Natal: «Que Jerusalém se mantenha sempre como Cidade Santa dos cristãos, muçulmanos e judeus»

Cidade do Vaticano, 22 dez 2017 (Ecclesia) – O patriarca da Igreja Caldeia Católica do Iraque dedica a sua mensagem de Natal à crise em Jerusalém e faz votos de que aquele território “se mantenha sempre como Cidade Santa para cristãos, muçulmanos e judeus”.

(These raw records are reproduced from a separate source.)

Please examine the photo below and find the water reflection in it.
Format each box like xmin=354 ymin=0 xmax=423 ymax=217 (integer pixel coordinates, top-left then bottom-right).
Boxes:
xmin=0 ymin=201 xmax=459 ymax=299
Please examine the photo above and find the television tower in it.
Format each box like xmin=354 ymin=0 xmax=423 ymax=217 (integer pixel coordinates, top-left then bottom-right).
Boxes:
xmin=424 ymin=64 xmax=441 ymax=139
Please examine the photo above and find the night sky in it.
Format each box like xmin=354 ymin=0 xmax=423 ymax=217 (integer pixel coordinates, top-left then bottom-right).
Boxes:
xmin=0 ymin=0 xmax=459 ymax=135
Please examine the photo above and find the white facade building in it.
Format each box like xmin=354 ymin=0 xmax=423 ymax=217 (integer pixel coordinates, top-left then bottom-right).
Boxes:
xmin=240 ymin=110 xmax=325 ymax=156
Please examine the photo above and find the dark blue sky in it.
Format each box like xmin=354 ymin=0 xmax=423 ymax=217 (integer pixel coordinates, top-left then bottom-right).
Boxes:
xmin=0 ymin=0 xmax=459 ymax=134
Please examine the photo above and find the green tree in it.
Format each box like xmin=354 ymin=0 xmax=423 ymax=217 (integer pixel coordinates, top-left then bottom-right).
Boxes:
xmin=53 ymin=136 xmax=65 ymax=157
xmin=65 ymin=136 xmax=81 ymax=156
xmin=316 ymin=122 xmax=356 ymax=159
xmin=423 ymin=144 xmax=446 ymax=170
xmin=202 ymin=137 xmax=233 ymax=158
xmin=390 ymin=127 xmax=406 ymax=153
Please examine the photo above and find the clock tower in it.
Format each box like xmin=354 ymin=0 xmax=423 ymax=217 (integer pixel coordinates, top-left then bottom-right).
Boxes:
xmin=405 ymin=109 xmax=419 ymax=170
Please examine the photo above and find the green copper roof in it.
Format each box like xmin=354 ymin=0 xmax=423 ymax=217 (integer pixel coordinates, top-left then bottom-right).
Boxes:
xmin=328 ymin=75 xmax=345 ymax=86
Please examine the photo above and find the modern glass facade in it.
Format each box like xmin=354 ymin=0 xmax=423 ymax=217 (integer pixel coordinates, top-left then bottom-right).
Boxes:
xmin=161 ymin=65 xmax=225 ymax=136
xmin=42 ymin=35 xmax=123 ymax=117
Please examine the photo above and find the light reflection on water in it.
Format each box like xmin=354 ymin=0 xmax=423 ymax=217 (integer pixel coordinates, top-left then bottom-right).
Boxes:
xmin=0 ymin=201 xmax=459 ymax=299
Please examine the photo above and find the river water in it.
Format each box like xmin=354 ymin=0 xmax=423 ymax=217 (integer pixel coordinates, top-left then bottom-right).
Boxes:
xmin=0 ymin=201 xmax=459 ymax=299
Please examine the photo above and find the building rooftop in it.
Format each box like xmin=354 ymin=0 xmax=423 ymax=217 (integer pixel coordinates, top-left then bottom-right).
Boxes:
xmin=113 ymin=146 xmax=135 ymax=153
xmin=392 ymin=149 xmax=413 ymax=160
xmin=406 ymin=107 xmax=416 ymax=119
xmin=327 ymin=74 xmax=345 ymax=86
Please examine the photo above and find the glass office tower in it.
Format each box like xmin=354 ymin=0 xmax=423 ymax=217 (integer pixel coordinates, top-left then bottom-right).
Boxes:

Num texto divulgado pelo serviço informativo da Santa Sé, D. Louis Sako apela ainda aos cristãos iraquianos que “se coloquem em solidariedade ao lado do povo palestino, que há 70 anos sofre com a injustiça e a erradicação”.

Ao longo da sua reflexão, aquele responsável não esquece a realidade do seu país e das suas comunidades, que nos últimos anos tem sido marcada pela opressão do grupo terrorista Estado Islâmico.

A violência e a discriminação levada a cabo pelos fundamentalistas islâmicos levou ao êxodo massivo dos cristãos do Iraque, que em 2003 era constituída por cerca de um milhão e meio de pessoas.

Um dos focos de tensão mais mediáticos foi a Planície de Nínive, onde o Estado Islâmico obrigou centenas de milhares de pessoas a fugir para salvarem a suas vidas.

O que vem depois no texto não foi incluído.